A poet, a textbook writer, a novelist, a memoirist and a chaplain shared their journeys of getting books published with students and wannabe adult authors Thursday at Berry College.
The five Berry faculty members and alumni had very different kinds of writing captured between colorful book covers. But they all experienced the same frustration felt by budding writers everywhere: overcoming self-doubt and keeping their eyes on the prize.
“You have to get used to rejection,” Berry English professor and poet Sandra Meek said, admitting she “foolishly” sent some poetry to Rolling Stone magazine when she was a youngster, only to be immediately rebuffed.
“I’ve known writers who have goals for the least amount of rejections — instead of a certain number of acceptances — because they keep sending their stuff out and keep getting turned down,” Meek said. “But you have to keep sending it out because that’s the only way you’re going to eventually get accepted.”
The creative writing teacher now has four books of poems on Berry’s shelves. She said it took seven years before her first collection of poetry was published after she finished writing it in 1995.
“It was a long journey,” Meek said, adding that her second book was rejected by a publisher, causing her to start over from the beginning. “It’s really important to keep going. It’s worth it.”
Holly Arnold, a teacher-training consultant and speaker who teaches at Kennesaw State University, published her memoir last year. Sharing advice with the budding authors in the audience was no stretch, since her book is a compilation of advice to herself.
In “Dear Younger Self: What I Wish You’d Known,” Arnold uses anecdotes, humor and “Jesus-filled truths” to help a version of her younger self deal with the struggles of life.
When psychology professor Michelle Haney started teaching courses in developmental disabilities, she discovered there weren’t any textbooks geared toward young college students.
“After about three years, I decided I would write a book I could use in my class,” the former Cobb County school psychologist said. “It was a tough, challenging, exhausting process.”
After numerous peer reviews and two years of revising, her book, “Understanding Children with Autism Spectrum Disorders,” finally was ready for the printing press.
The most enjoyable aspect of working on the project was her interviews with families and professionals in Rome, she said.

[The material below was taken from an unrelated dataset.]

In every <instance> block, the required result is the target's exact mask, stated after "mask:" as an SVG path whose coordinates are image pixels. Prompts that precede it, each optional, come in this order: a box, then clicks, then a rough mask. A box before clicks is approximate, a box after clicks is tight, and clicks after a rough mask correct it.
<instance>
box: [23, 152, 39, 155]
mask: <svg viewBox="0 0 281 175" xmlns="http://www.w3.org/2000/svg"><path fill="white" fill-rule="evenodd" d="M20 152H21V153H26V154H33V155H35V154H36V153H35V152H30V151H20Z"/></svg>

She even got to talk to the mother of Temple Grandin, the autistic pioneer on the humane treatment of livestock.
“When all was said and done, it really was an enriching growth experience that was also really intense,” Haney said.
College Chaplain Jonathan Huggins said he was the least likely panelist to produce a book, since he only scored three out of five points on the Advanced Placement Composition Exam as a high school junior.
“I’m not a natural writer,” the Berry Biblical Studies teacher said, adding that his best gift in college was when a professor taught him each stage of a research paper.
“When I was working on my master’s thesis, I broke down crying three times because I couldn’t sustain my thoughts long enough,” he said.
It took him six to eight months to write his 75-page master’s thesis, but that was nothing compared to his doctoral dissertation of more than 200 pages. That was a 3½-year process that was much more technical than creative, he said.
Then came the challenge of getting his theology-based project published. Oxford University Press turned him down, but he did finally find a publisher for his book “Living Justification” that is now included among Berry’s collection of “faculty author” books.
He did also manage to write three children’s books for his kids that were self-published through a simple online printing program, he said.
“You can still buy them online for five or six bucks,” Huggins said with a laugh.
Berry alumna Lindsey Brackett said that — although her two novels set on Edisto Island in South Carolina have gained some loyal fans — she was inspired by her life-changing experiences at Berry to write a “Southern gothic” novel about the legend of Berry’s “Green Lady.”
It was the untimely death of her grandfather that motivated her to finally start writing books, Brackett said.
“I had always told him I was going to write a book some day and I was devastated he would never see it,” the former eighth-grade teacher said. “But he became my reason for persevering.”